In 2025, Forrester predicted that more than a third of Global Fortune 100 firms will commit to circular economy goals. We recommended that in 2025, enterprise leaders perform infrastructure lifecycle assessments to understand the environmental impact of their choices.

Further for manufacturing, Forrester report ‘Embrace The Circular Economy To Make Manufacturing More Sustainable’, describes five Rs which matter for manufacturers: reduce, reuse, repair, refurbish, and recycle. However, for IT, the circular economy practices are not without its challenges. Some of these key obstacles include:

  • Enterprise Shifting habits towards more sustainable practices can be difficult.
  • IP and Proprietary Ecosystems. Existing regulations around intellectual property may not always support circular practices and can sometimes incentivize waste.
  • Economic Incentives. The initial investment for transitioning to circular models can be high, and the economic benefits may take time to materialize.
  • Infrastructure Availability Gaps. Adequate technology infrastructure for recycling and reusing materials is not always available.

The challenges are magnified by rapid technological shifts, power demands, limited resources, and the increasing importance to nations, their business, and their citizens globally.

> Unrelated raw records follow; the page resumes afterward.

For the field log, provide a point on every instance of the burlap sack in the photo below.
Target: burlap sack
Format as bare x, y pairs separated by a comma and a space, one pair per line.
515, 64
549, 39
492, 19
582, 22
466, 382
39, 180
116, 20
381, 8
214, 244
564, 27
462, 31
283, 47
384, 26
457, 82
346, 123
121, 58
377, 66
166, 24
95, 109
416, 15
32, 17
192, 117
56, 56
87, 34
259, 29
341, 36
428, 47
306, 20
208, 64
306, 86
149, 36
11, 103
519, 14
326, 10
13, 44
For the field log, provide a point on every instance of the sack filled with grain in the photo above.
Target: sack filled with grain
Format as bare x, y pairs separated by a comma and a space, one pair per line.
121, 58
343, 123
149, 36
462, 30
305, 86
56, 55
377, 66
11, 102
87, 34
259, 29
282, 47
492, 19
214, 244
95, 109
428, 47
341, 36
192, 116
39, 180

Firms need to identify whether they need to dispose (as with the linear economy), or recycle the asset and its components. Tech leaders must know the asset value within and outside the organization and it will be immensely helpful. This data is the key to making an informed decision and whether keeping or recycling the IT asset (and its components) is more valuable or sensible. However, this critical information is currently lacking and can drastically change the decisions made today.

 

The CARFAX® Approach

At Forrester, we propose gathering  information about IT assets and their service records, much like CARFAX® does for used vehicles. This does not address all the challenges of circular economy, but we believe it will assist in mitigating the impact of many of them. It will be that critical data in determining the value a used IT asset has in an open market. Some of the recent developments in this area has been the French Repairability Index. However, the CARFAX approach will address some of the challenges so far debated in this approach, such as:

  1. Not relying on manufacturer self-assessment.
  2. Wider scope – IT in the Data Center as well as IT in the workplace (end user devices)
  3. Focus on both availability and affordability

How To Get This Information

This information needed to enable this approach is already available for many IT organizations: a CMDB or bill of materials that contain the information of IT assets, and service tickets for those IT assets.  Understanding if an IT asset is up to date with the latest firmware and patches, has had parts replaced, has had issues, or has been kept in an environment that is out of specification helps an organization understand the value of what they have: is the IT asset worth keeping? Is it better to recycle or dispose of it? Can you sell/auction it to recoup some capital?

Who Can Build This Dataset?

Who can execute this? An independent third party can help your organization by letting you know the market demand for those IT assets, the available supply, and its value. This information enables the tech leaders to make the right decision with their IT assets. Without the critical context of this data, organizations may not make optimal decisions on whether to retain, reuse, or dispose of IT assets. After all these decisions cost money, time, effort, and may face risks by using failure prone IT infrastructure.

This Is The Start

Parts of this approach is to have an independent entity involved. What that entity would look like – wholly private, non-profit, or a public entity are all open to debate as of this initial analysis.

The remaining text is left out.